An Unsuccessful Evernote to Google Docs Conversion Project

I’ve been using Evernote for around 20 years. It’s OK, but the product seems to be flailing these days. Plus, I was forced to become a paying user. That, in itself, is no sin but it motivated me to investigate alternatives.

Meanwhile, I’ve been reflecting on all the gigabytes of Google Drive storage space available to me. Since I’ve been looking for a programming project to exercise my new skills in the Go programming language, all of a sudden I had the idea of trying to come up with a way to use Go to move all my Evernote notes to Google Docs.

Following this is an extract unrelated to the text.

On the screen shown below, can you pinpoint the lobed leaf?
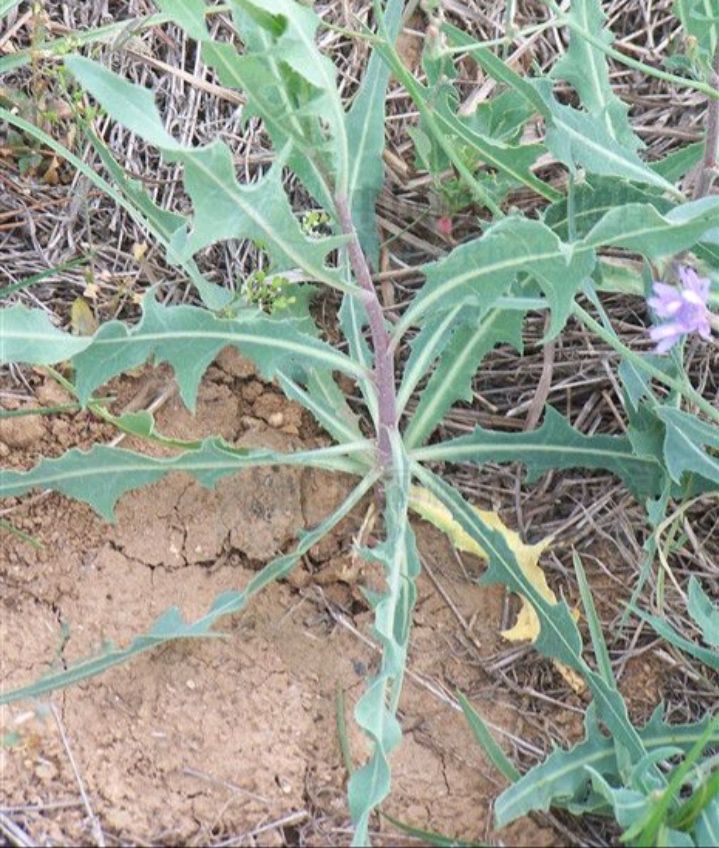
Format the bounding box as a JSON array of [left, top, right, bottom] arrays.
[[64, 55, 352, 293], [431, 90, 560, 202], [0, 295, 367, 410], [452, 27, 677, 195], [584, 196, 719, 258], [397, 217, 596, 337], [0, 438, 368, 521], [532, 80, 679, 196], [408, 484, 585, 690], [495, 706, 719, 828], [413, 406, 666, 500], [551, 0, 641, 151], [412, 465, 650, 768], [198, 0, 351, 210], [85, 127, 231, 309], [398, 195, 719, 341], [543, 177, 672, 242], [346, 0, 404, 263], [435, 21, 560, 202], [657, 407, 719, 486], [349, 437, 420, 845]]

This note describes my efforts to use Go to migrate my 480 Evernote notes into Google Docs. Although I will eventually write some code, there are various things to think about before starting. I’ll include my thought process as the project progresses.

How To Export My Evernote Notes

This is an important question. Even though I have only 480 notes, manually copying them to Google Docs is out of the question. Plus, what kind of programming project would that be? I should say that the vast majority of my notes only contain plain text. I don’t make much use of Evernote’s more advanced storage features, which is another reason why I’m thinking of migrating away.

I know that both Evernote and Google Docs have APIs that I might be able to use for this project. But, after some reflection, I realized that using them might be overkill, at least for the export step. If Evernote includes a way of exporting my notes into a single file in a usable format, I might be able to then use this file as input to the Google Docs import step.

I did some research and found that currently the only way to export from Evernote is by saving the notes in ENEX format, which is XML based. Older versions of Evernote allowed exporting in HTML format, but this is no longer supported. That’s probably just as well because I suspect the XML format will be easier to deal with. Actually doing the export turned out to be trivial, and I now have a file called EverNote.enex, which is 11MB in size.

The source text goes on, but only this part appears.